Stools were tested for C. difficile using enzyme immunoassay (EIA) with samples testing +/+ or +/− subsequently evaluated by Loop-Mediated Isothermal Amplification. Cytotoxicity assays were performed on all samples positive for C. difficile by any modality (Clostridium difficile Toxin/Antitoxin kit. A rapid thermocycler was used to specifically amplify a conserved region of both toxigenic and non-toxigenic C. difficile tpi gene and a non-repeat region of the toxigenic C. difficile tcdB gene.
The scientists collected 84 stools from unique infants for evaluation. EIA results showed six+/+ (7.1%), seven +/− (8.3%), and 71 −/− [84.5%] samples. All six EIA +/+ were confirmed as toxigenic C. difficile by LAMP; 6/7 EIA +/− were negative by LAMP with one identified as invalid. Duplex PCR concurred with LAMP in all six stools positive for toxigenic C. difficile. PCR identified two EIA −/− stools positive for tpi, indicating shedding of non-toxigenic C. difficile. Cytotoxicity assay was positive in 4/6 duplex PCR positive samples and negative for all stools that were EIA +/− but negative by molecular testing.

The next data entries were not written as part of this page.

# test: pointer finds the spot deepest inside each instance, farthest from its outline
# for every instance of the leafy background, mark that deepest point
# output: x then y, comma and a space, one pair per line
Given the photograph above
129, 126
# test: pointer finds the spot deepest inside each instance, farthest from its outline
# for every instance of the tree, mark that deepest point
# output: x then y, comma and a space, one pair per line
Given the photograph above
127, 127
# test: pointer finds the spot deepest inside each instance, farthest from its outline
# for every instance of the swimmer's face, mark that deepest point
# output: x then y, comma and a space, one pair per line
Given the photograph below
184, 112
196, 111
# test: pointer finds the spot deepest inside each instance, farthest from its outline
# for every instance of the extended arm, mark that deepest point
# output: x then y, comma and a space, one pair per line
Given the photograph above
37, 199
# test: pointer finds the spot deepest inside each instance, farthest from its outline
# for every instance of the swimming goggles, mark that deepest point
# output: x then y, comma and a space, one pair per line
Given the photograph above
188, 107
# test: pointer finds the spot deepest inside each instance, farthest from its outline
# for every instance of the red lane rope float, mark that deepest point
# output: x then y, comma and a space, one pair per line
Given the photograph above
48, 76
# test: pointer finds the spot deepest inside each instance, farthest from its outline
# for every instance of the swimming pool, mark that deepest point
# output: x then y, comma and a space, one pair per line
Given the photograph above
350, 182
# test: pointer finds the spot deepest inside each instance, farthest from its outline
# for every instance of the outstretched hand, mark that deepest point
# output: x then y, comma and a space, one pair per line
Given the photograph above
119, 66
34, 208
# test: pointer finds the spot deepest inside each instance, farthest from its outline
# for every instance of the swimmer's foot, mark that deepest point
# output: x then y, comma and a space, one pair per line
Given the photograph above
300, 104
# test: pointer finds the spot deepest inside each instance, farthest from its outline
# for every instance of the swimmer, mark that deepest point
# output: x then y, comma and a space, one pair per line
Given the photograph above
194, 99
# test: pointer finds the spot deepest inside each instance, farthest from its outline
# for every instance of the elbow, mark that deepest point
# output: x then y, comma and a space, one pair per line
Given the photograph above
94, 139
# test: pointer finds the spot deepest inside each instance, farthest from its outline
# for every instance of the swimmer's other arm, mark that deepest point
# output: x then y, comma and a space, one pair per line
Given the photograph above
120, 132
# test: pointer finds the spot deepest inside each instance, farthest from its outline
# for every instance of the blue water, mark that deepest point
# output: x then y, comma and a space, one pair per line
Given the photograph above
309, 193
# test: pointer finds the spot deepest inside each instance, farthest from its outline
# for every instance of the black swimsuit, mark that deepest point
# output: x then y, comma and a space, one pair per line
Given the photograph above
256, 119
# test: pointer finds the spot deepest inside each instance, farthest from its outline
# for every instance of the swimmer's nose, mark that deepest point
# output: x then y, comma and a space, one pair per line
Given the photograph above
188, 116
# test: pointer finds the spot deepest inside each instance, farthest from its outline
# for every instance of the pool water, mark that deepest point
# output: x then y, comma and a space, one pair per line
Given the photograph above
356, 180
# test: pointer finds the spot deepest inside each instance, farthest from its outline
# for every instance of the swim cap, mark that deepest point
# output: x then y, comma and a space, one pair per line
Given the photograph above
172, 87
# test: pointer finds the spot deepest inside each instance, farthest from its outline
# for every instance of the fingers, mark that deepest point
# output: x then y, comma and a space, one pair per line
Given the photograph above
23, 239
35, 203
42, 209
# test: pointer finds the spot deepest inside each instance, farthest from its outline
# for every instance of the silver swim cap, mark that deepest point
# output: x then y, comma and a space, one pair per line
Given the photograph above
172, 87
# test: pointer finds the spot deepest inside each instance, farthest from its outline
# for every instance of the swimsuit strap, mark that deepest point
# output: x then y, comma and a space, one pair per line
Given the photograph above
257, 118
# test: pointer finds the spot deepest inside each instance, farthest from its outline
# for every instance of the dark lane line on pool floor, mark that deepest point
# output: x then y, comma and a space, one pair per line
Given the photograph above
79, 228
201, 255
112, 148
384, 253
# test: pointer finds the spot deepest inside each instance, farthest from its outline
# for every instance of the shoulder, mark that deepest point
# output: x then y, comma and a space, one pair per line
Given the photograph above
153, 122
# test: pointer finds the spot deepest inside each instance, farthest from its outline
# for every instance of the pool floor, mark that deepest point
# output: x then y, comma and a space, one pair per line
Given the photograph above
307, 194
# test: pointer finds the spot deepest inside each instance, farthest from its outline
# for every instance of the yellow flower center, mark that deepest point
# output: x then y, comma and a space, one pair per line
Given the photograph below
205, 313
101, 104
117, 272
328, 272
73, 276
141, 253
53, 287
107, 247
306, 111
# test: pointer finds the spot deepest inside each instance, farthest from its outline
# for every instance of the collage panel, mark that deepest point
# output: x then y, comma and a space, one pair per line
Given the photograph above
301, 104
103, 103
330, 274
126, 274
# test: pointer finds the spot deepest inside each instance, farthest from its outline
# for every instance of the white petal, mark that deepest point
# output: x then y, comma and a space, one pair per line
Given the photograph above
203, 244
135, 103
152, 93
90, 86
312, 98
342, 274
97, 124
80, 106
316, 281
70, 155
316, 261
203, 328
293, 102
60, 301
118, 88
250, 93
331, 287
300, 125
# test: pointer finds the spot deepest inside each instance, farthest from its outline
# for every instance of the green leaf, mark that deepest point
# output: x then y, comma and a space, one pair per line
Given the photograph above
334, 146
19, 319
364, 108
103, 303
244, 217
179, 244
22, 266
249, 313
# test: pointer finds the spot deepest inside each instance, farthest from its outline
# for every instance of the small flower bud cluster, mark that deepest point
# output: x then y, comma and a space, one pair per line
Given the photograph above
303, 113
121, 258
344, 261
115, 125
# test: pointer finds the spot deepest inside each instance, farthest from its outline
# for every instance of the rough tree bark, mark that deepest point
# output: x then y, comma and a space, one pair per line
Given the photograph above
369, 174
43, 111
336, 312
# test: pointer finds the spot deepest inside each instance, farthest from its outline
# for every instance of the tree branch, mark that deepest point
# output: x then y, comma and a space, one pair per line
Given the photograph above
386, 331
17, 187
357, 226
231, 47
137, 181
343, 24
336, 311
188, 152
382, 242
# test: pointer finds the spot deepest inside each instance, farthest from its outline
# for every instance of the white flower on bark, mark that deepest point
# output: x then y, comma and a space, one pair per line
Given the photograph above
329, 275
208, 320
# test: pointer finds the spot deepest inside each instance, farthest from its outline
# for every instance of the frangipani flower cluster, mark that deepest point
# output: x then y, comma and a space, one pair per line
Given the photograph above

The authors concluded that C. difficile blinded point prevalence in infants from two NICUs was 7.1% by molecular methods; and lower than expected based on historical incidence estimates. In house duplex PCR had excellent concordance with clinically available LAMP and EIA tests, and added detection of non-toxigenic C. difficile strain shedding. Evolving NICU care practices may be influencing the composition of infant gut microbiota and reducing the point prevalence of C. difficile shedding in NICU patient stools. The study was published on April 13, 2018, in the journal BMC Pediatrics.